Look Who’s Complaining About B1G Scheduling Now ...

KidSilverhair

Well-Known Member
Dec 18, 2010
6,368
11,963
113
Rapids of the Cedar
www.kegofglory.blogspot.com
Marc Morehouse of the Cedar Rapids Gazette apparently thinks the B1G should ditch their divisions, and copy the Big XII system of just putting the two best-performing teams in the conference championship at the end of the season.

He also firmly believes the conference needs to get rid of that pesky requirement of 9 conference games ... because, I guess, how can you impress the Playoff Committee by struggling against Rutgers when you could just stomp Indiana State for that easy W instead. Hey, it’s the SEC way!

Frankly, the B1G got itself into this position by expanding to 14. Nobody held a gun to their head, they did it to themselves. Watering down your conference by requiring fewer conference games seems like a dumb idea - and the notion of a 14-team conference without divisions? Can you imagine how they’ll pack the stands in Champaign or Bloomington for that key November battle for 12th place?

Look, you have more than 10 members, I think you gotta have divisions. Sure, the balance of power between divisions might screw over somebody some year, but you still should end up with the best team winning that championship game. And everybody needs more conference games, not fewer - copying the SEC model isn’t a way to impress the committee.

https://www.thegazette.com/subject/...-morehouse-mailbag-big-ten-divisions-20190905
 
Let's not forget the SEC also schedules a cupcake in November...

I did mention that in my post. Twice.

And I personally don’t think that’s good for football. Is it a good way to fool the playoff committee/general public/media into thinking you’re the GREATEST CONFERENCE IN THE HISTORY OF COLLEGE FOOTBAWWWW? It does seem to work - but that doesn’t make it a good idea in my eyes.

But then, I’ve always had the opinion that if you can’t win your conference (or, like Alabama gets a free pass for, even your division), you shouldn’t be considered for the playoff. Once you expand to 8, sure, but if there’s only 4 spots, no conference should be taking more than one.
 
He does understand that the current way that the BIG does things is the only way Iowa can even get a sniff at the title game. Otherwise it would be a Ohio State-Michigan rehash...every year.

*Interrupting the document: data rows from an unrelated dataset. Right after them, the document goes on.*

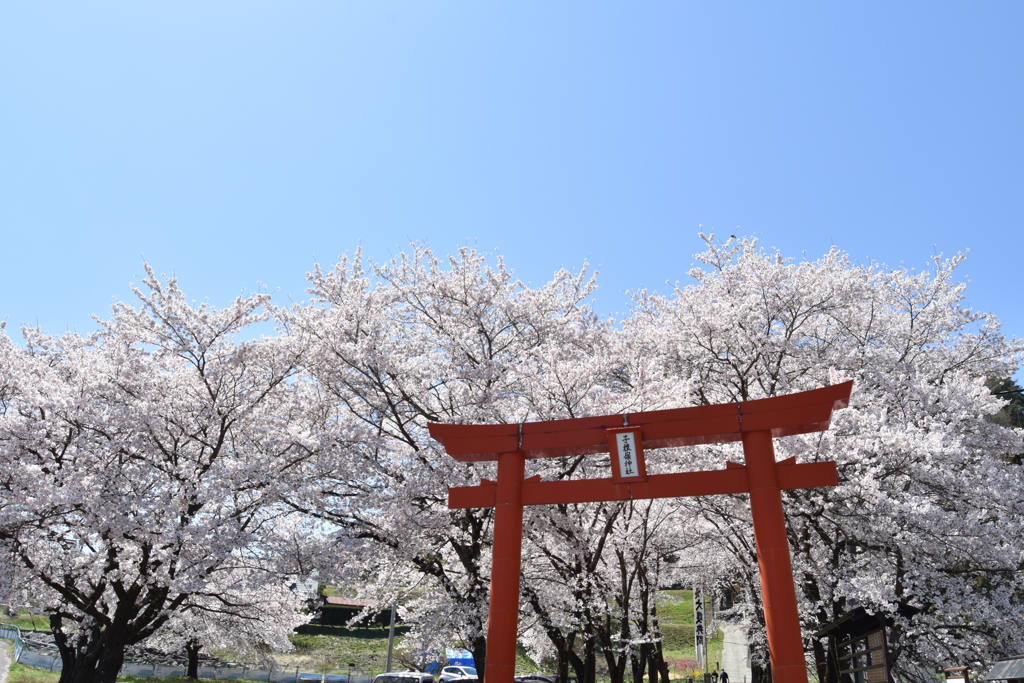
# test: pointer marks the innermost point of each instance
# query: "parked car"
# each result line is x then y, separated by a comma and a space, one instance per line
452, 673
404, 677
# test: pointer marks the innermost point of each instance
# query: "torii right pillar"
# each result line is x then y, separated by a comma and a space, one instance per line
777, 590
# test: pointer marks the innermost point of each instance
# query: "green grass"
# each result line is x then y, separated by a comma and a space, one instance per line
20, 674
676, 619
332, 648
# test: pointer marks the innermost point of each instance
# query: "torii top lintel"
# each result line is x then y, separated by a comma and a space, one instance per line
781, 416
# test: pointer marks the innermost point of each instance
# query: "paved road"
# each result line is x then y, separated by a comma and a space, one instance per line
735, 654
3, 660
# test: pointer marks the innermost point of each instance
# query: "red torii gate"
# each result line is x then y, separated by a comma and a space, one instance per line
625, 436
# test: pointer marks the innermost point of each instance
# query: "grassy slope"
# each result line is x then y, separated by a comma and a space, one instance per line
676, 615
332, 648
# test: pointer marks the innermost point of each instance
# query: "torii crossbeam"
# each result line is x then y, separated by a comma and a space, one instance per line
626, 437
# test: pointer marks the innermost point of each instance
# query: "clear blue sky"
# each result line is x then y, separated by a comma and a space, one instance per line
238, 142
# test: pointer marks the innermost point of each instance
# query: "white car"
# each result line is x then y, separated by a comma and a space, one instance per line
449, 673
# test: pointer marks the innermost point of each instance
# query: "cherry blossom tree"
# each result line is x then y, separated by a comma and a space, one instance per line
416, 340
926, 524
141, 465
239, 611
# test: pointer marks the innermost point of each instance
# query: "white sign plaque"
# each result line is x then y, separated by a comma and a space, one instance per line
627, 455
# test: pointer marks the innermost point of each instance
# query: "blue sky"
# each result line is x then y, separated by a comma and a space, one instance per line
235, 143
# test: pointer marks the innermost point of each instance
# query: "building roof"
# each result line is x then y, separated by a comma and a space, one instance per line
339, 601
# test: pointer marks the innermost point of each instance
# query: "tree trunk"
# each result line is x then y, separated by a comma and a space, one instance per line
192, 653
478, 646
94, 655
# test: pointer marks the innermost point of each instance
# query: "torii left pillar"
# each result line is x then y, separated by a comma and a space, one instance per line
753, 423
503, 619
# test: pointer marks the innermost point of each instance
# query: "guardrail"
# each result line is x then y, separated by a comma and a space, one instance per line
168, 667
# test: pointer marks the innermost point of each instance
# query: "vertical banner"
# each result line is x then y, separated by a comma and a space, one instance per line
699, 637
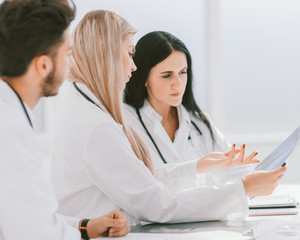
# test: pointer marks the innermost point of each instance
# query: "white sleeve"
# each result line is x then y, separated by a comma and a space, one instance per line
27, 203
179, 176
113, 168
221, 143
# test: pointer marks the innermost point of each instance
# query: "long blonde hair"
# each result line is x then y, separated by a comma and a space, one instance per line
97, 53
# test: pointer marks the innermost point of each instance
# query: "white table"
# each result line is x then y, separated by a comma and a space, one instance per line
264, 227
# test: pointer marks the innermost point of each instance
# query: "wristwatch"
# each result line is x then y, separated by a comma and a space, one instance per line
83, 229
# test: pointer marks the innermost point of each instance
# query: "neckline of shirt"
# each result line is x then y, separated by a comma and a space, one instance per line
150, 112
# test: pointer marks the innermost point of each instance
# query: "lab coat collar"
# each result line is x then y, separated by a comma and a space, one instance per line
88, 92
10, 96
148, 110
183, 114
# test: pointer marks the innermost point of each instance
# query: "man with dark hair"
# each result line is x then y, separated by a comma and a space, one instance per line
34, 56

Oh dogg you don’t know many hok fans or hok talking heads do you? They are right there in that top tier. They almost won the conference championship one year. They lost but still had an undefeated season.
 
There is a 0% chance you can convince me to expand away from 10 teams. It's the perfect number for football and basketball. Round robin in both sports, play everyone once in football and twice in basketball. Football rotates home/away schedule. Basketball you play everyone home and away. Perfect.
 
He's not wrong though. The B1G adding a 9th game was somewhat foolish when you consider that ACC and SEC have never been penalized by playing 8. If I had to guess the B1G went to nine games because the networks asked for it since Rutgers and Maryland aren't exactly the home run TV markets they thought they were getting.
 
Oh dogg you don’t know many hok fans or hok talking heads do you? They are right there in that top tier. They almost won the conference championship one year. They lost but still had an undefeated season.
iowano.0.gif
 
No divisions + 14 teams = stupidity

Frankly, the B1G got itself into this position by expanding to 14. Nobody held a gun to their head, they did it to themselves. Watering down your conference by requiring fewer conference games seems like a dumb idea - and the notion of a 14-team conference without divisions? Can you imagine how they’ll pack the stands in Champaign or Bloomington for that key November battle for 12th

This is just a really dumb idea all the way around. First, the only reason to ever expand your conference to 12+ teams is if you plan on doing divisions. Even expanding to 11 was dumb and threw off the balance as there was no way to ever do a true round robin with 11 teams, but at least they added Penn St in the process. But anything less creates total unbalanced schedules. Yes, the Big 10 East will always be stronger than the Big 10 West, but at least the balance comes from the fact that the best from the West should go to the championship game.

But ditching conferences as well as dropping to 8 games with 14 teams in the conference not only creates significant scheduling imbalance, but it virtually guarantees that, depending on the schedule in any given year, likely only Ohio St, Michigan, Michigan St, Penn St, or Wisconsin ever play for a championship.

Oh, what the hell am I complaining about? If the Big 10 wants to introduce that kind of instability to their conference where only a handful of teams ever have a chance to be champion, by all means.
 
  • Informative
Reactions: khardbored
Funny thing is, when the Big 12 made the proposal to allow a title game with 10 teams, the Big 10 mandated the "divisions" for any number above 10. They were afraid the ACC was going to put their number 1 vs number 2. If I remember correctly, the ACC was the only conference to vote against this as a result.

Now the Big 10 has done a 180 on that position.